De novo em 2009, a detenção de Polanski foi cuidadosamente planeada pela comarca judicial de Los Angeles, que na semana passada reenviou às autoridades suíças um mandado de detenção depois de ter sabido que o realizador estaria no festival. "Sempre que sabemos que o sr. Polanski planeia estar num país que tem acordo de extradição com os EUA, enviamos o mandado de detenção através dos canais diplomáticos", disse Sandi Gibbons, porta-voz do Gabinete do Ministério Público (MP) de Los Angeles, ao New York Times.

O jogo do gato e do rato nunca parou, mantêm as autoridades judiciais americanas. Não é verdade, dizem os advogados americanos de Polanski, Chad Hummel e Douglas Dalton, tendo como base garantias de delegados do MP de Los Angeles.

A ministra suíça da Justiça, Eveline Wildmer-Schlumpf, disse que "não havia outra solução" a não ser deter Polanski, algo que não aconteceu antes porque as suas idas e vindas não eram conhecidas de antemão. A explicação não convence as diplomacias francesa e polaca: "Não acusamos a justiça internacional, mas sim a forma como ela foi utilizada", explicou Kouchner à rádio France Inter. "Tudo isto é muito feio", classifica Kouchner. "Um homem de tal talento, reconhecido no mundo inteiro, reconhecido sobretudo no país que o prende", suspira o ministro.

Tanto as declarações contraditórias no campo judicial quanto o apoio fervoroso da Europa em torno de um dos seus realizadores de culto são mais um adágio - no mesmo tom - de uma sinfonia ácida de 32 anos. Na Europa, Polanski é reverenciado e visto como uma espécie de vítima de uma justiça americana fanática; nos EUA, é o viúvo de Sharon Tate, cujo brutal assassinato às mãos da seita de Charles Manson, grávida de oito meses, nunca descolou da imagem do cineasta e que, oito anos depois desta tragédia, violou uma menina de 13 anos.

Polanski: Wanted and Desired, um documentário produzido pela HBO em 2008, apenas tornaria essa divisão mais visível e, ao mesmo tempo, daria força a uma tese que até aí tinha ficado na penumbra: Geimer perdoou Polanski, não o considera uma ameaça pública e junta-se ao coro de críticos da forma como o Tribunal de Los Angeles geriu (mal) o processo.

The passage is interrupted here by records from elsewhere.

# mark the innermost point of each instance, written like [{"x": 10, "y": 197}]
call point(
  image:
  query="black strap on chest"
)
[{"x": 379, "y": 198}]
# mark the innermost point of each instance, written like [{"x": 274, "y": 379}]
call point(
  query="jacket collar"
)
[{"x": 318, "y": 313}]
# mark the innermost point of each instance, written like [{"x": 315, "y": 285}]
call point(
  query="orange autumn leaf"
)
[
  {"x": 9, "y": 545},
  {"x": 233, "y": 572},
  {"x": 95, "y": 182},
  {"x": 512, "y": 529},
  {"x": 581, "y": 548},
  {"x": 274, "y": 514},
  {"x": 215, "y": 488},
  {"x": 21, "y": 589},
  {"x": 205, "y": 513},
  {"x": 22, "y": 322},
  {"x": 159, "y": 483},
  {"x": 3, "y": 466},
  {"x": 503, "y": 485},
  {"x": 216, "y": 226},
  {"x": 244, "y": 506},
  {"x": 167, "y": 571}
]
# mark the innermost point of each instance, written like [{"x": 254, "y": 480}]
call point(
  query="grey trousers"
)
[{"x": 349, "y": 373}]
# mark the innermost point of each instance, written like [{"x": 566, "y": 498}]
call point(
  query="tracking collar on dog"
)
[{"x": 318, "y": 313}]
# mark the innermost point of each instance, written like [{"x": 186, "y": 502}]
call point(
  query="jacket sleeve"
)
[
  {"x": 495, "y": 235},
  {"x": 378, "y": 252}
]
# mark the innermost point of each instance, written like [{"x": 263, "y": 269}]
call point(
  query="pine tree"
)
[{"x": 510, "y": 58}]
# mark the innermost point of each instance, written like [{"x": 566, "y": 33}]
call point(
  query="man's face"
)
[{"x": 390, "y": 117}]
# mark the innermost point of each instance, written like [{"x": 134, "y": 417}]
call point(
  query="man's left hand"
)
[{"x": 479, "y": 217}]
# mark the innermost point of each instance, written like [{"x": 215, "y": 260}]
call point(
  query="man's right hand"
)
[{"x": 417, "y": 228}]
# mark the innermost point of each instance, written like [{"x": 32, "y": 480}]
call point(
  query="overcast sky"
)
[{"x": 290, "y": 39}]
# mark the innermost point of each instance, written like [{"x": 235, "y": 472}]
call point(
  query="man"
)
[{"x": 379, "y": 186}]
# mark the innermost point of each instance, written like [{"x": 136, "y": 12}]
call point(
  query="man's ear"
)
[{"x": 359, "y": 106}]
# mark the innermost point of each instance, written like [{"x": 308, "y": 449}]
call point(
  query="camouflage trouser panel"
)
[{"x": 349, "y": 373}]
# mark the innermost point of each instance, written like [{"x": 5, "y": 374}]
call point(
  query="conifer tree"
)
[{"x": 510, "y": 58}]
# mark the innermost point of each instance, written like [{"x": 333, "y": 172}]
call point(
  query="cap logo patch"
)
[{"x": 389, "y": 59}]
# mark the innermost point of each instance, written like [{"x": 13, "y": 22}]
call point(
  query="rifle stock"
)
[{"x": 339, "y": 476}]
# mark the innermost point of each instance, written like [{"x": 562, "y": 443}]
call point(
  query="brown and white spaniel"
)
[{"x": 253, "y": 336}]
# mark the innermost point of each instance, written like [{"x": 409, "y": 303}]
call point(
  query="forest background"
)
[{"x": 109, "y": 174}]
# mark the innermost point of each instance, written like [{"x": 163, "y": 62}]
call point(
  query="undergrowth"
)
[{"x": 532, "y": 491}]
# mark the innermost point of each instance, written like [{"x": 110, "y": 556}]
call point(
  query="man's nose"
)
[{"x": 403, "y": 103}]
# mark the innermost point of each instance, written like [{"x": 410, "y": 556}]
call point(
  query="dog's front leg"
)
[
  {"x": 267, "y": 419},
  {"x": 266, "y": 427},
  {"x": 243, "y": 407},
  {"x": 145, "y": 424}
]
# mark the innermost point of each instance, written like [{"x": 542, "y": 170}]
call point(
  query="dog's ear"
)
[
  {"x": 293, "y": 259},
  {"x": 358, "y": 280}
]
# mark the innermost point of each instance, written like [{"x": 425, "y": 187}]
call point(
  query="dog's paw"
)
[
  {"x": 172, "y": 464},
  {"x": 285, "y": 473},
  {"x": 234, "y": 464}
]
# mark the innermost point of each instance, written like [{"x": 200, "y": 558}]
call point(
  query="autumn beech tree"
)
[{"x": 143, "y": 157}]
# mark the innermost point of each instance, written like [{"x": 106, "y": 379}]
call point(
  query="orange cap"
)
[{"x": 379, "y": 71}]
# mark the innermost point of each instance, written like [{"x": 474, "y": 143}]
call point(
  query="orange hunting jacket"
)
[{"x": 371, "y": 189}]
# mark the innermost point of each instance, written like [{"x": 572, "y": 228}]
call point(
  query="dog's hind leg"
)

A figura em xeque é o juiz Laurence J. Rittenband, propenso a casos envolvendo celebridades e sensível ao que chamava a "pressão do público", e que o próprio delegado do Ministério Público da época, Roger Gunson, considera ter agido de forma duvidosa. Mais, o documentário revela que, em 1997, o juiz de Los Angeles Paul Fidler tinha informado Polanski de que ele poderia voltar ao país sem ser preso, mas que a sua audiência em tribunal teria de ser transmitida pela televisão. Polanski recusou.

Depois disto, os advogados de Polanski tentaram pedir a anulação das acusações que pendem sobre o realizador. Mas quiseram que esse pedido fosse julgado fora daquela comarca por acreditarem que o Ministério Público de Los Angeles é tendencioso e que quereria fazer do caso Polanski um exemplo. O pedido foi indeferido em Fevereiro deste ano, tendo o juiz sublinhado que Polanski continua a ser um fugitivo - mas tendo também admitido que houve uma "substancial má conduta" no processo judicial original. A defesa recorreu.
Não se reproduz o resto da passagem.